Discussion about this post

User's avatar
Scenarica's avatar

The trailing returns are undeniable and the data presentation is effective. But the most important analytical question this piece raises is one it doesnt quite ask, and the answer determines wether these numbers represent the beginning of a multi-decade buildout or the peak of the most concentrated capital cycle since fibre optics in 2000.

Every number in this piece is a trailing return. Micron +770%. Bloom Energy +1,647%. Intel +483%. Extraordinary. But trailing returns tell you what already happened. The investment question is always about whats priced in versus whats still ahead. And the way to test that is to ask: what has to be true about the future for these valuations to be sustained?

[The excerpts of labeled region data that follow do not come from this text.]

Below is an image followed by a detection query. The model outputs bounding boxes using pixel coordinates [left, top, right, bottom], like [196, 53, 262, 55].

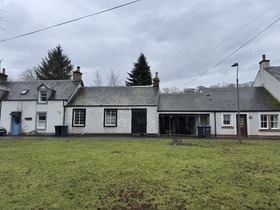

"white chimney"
[73, 66, 83, 81]
[259, 55, 270, 70]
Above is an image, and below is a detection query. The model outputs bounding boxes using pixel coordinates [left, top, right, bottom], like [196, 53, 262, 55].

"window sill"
[259, 129, 280, 132]
[222, 126, 234, 129]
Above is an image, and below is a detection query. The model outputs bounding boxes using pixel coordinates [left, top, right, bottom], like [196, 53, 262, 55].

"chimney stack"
[73, 66, 83, 82]
[153, 72, 160, 88]
[259, 55, 270, 70]
[0, 68, 8, 82]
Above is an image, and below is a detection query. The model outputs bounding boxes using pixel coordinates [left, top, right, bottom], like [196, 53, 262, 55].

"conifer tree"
[35, 45, 73, 80]
[125, 53, 152, 86]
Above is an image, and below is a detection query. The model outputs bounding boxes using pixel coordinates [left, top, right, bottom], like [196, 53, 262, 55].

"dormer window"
[39, 90, 47, 103]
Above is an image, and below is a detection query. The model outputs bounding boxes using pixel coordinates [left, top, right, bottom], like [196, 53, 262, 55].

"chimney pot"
[153, 72, 159, 88]
[73, 66, 83, 81]
[259, 54, 270, 70]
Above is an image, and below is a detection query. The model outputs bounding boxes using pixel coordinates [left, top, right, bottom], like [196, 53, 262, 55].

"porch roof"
[68, 86, 159, 106]
[158, 87, 280, 112]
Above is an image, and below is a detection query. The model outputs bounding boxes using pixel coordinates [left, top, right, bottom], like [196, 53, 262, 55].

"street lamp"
[231, 63, 241, 143]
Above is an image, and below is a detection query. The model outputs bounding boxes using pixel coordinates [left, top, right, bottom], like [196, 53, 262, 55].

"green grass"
[0, 139, 280, 210]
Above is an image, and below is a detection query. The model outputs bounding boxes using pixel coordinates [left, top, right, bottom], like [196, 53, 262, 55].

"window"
[73, 109, 86, 127]
[223, 114, 231, 126]
[260, 114, 279, 129]
[104, 109, 117, 127]
[37, 112, 47, 129]
[261, 114, 268, 129]
[270, 114, 279, 129]
[39, 90, 47, 103]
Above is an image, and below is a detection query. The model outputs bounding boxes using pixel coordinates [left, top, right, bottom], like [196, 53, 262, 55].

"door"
[236, 114, 248, 137]
[131, 109, 147, 134]
[11, 112, 21, 135]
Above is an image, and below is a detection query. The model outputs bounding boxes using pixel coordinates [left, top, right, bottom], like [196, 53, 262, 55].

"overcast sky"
[0, 0, 280, 89]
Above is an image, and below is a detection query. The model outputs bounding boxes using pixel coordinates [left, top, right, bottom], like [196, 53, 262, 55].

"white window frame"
[222, 113, 232, 127]
[260, 114, 269, 129]
[72, 109, 86, 127]
[39, 89, 48, 103]
[259, 114, 279, 130]
[104, 109, 118, 127]
[269, 114, 279, 129]
[36, 112, 47, 130]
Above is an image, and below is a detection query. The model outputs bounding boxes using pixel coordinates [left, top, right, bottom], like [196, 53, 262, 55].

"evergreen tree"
[35, 45, 73, 80]
[125, 53, 152, 86]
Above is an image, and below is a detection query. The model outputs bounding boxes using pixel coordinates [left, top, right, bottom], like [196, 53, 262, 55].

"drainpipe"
[214, 112, 217, 138]
[0, 101, 2, 121]
[63, 101, 66, 125]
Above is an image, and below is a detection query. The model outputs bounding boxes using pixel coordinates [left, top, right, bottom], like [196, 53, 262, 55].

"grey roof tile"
[68, 86, 159, 106]
[0, 80, 80, 101]
[158, 87, 280, 112]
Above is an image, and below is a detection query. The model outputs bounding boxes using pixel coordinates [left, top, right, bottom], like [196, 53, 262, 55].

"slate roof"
[264, 66, 280, 81]
[158, 87, 280, 112]
[68, 86, 159, 106]
[0, 80, 80, 101]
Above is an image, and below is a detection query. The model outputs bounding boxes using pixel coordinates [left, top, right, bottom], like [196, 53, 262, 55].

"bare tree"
[107, 69, 121, 86]
[93, 70, 102, 86]
[18, 67, 37, 81]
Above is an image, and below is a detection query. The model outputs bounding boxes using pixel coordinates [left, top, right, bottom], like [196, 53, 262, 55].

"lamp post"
[231, 63, 241, 143]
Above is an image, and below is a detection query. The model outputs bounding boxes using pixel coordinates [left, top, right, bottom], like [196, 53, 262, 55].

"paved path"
[0, 135, 162, 140]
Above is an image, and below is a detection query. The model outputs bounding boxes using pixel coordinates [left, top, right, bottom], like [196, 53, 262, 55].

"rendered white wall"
[0, 101, 64, 134]
[65, 107, 158, 134]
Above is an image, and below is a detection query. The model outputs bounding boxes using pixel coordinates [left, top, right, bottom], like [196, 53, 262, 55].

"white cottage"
[65, 86, 159, 135]
[0, 69, 83, 135]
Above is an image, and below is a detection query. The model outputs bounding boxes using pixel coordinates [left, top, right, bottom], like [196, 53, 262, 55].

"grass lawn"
[0, 139, 280, 210]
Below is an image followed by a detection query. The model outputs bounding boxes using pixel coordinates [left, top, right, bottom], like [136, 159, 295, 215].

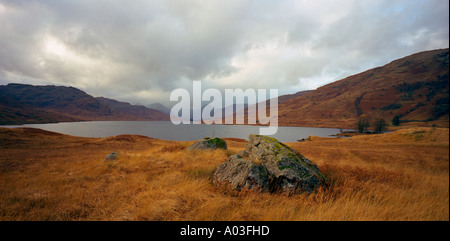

For Nvidia at $216B revenue, the market is pricing continued GPU demand at current or higher volumes for at least 3-5 more years. Thats a reasonable assumption if the scaling thesis holds. But Jensen Huang himself said the multi-gigawatt training campus era is "largely behind us" and the future is distributed inference. If inference requires fewer GPUs per unit of compute than training does, Nvidias revenue trajectory flattens even if total AI compute demand keeps growing. The market hasnt priced the architectural shift.

Bloom Energy at +1,647% is the number I keep coming back to because it reveals exactly how much specificity is embedded in these returns. A 16x gain on a fuel cell company requires the market to believe that onsite fuel cells will power the next generation of data centres rather than grid electricity, renewables, or nuclear. Thats a very precise technological bet. If the distributed inference thesis proves correct and compute moves to the edge and into existing commercial buildings, the massive centralised data centre buildout that justifies Blooms valuation loses its demand base. The return was real. The question is wether the thesis underneath it survives the next architectural transition.

The one-third of S&P gains coming from five chip stocks is the data point that should concern every passive investor reading this piece. The S&P 500 returned 31%. Roughly 10 points of that came from five companies. The other 495 companies in the index generated a collective return of about 21%. The "rising tide" wasnt a tide. It was a wave concentrated in a very small part of the ocean, and every index fund holder in America is riding that concentration wether they chose to or not.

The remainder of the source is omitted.